PDA

View Full Version : 120 line to 5v signal



AMay
- 11th August 2008, 18:24
Building a remote water valve. The valve motor limit switchs provides full line voltage when limit is achieved. I want to use this for transmission of feedback to the controler.

I know I can use transformers or relays, but it seems there must be a more elegant way. 120 volt relays are bigger than I like, as are transformers. Considered using current sensors which would signal limit achieved or an open connection, but that would not warn me about open trouble.

I will probably wind up making my own optocoupler with the smallest 120v bulb I can find unless I can find a better ready made solution.

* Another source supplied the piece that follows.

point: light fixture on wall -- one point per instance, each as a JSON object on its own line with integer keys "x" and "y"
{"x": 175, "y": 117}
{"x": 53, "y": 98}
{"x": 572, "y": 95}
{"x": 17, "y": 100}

Any thoughts will be appreciated.

AMay

skimask
- 11th August 2008, 18:28
Can't you butt a lever switch up against the valve itself? Valve arm hits the lever switch, connects the dots, send the 5v...
Or do you need an actual voltage that is proportional to the voltage going to the valve itself?

AMay
- 11th August 2008, 18:40
No, a small motor turns a shaft using gears. The limit switches are operated by cams on the shaft. There is not room to add another microswitch,

skimask
- 11th August 2008, 18:47
No, a small motor turns a shaft using gears. The limit switches are operated by cams on the shaft. There is not room to add another microswitch,
120VAC when the motor is at the limit? Maybe tap that 120VAC, plug it into a small wall-wart like power supply and send that output to the controller?
Past that, I would think a series current limiting resistor along with a voltage divider (and maybe a ZENER for protection) would do the trick...or a voltage divider that divides it down to +12v (or whatever) and feed that into a 7805 regulator.

I do like your light bulb idea though...simple, effective, practically zero thought/effort required :D
Did something like that awhile back. Needed to switch 120VAC with a PIC. Didn't want to mess with the AC, so I took a PIC, a servo, a chunk of threaded rod and a standard wall light switch...programmed the PIC to move the servo to move the light switch handle to turn power on/off. Almost perfect isolation...

dhouston
- 11th August 2008, 19:28
I will probably wind up making my own optocoupler with the smallest 120v bulb I can find unless I can find a better ready made solution.There are AC optocouplers intended for sensing presence of mains voltage.

However, since this is a PIC forum, Microchip AN236, which is about controlling X-10 devices, shows how to detect mains zero-crossing just using a 5M resistor and the built-in clamping diodes (on most PIC pins).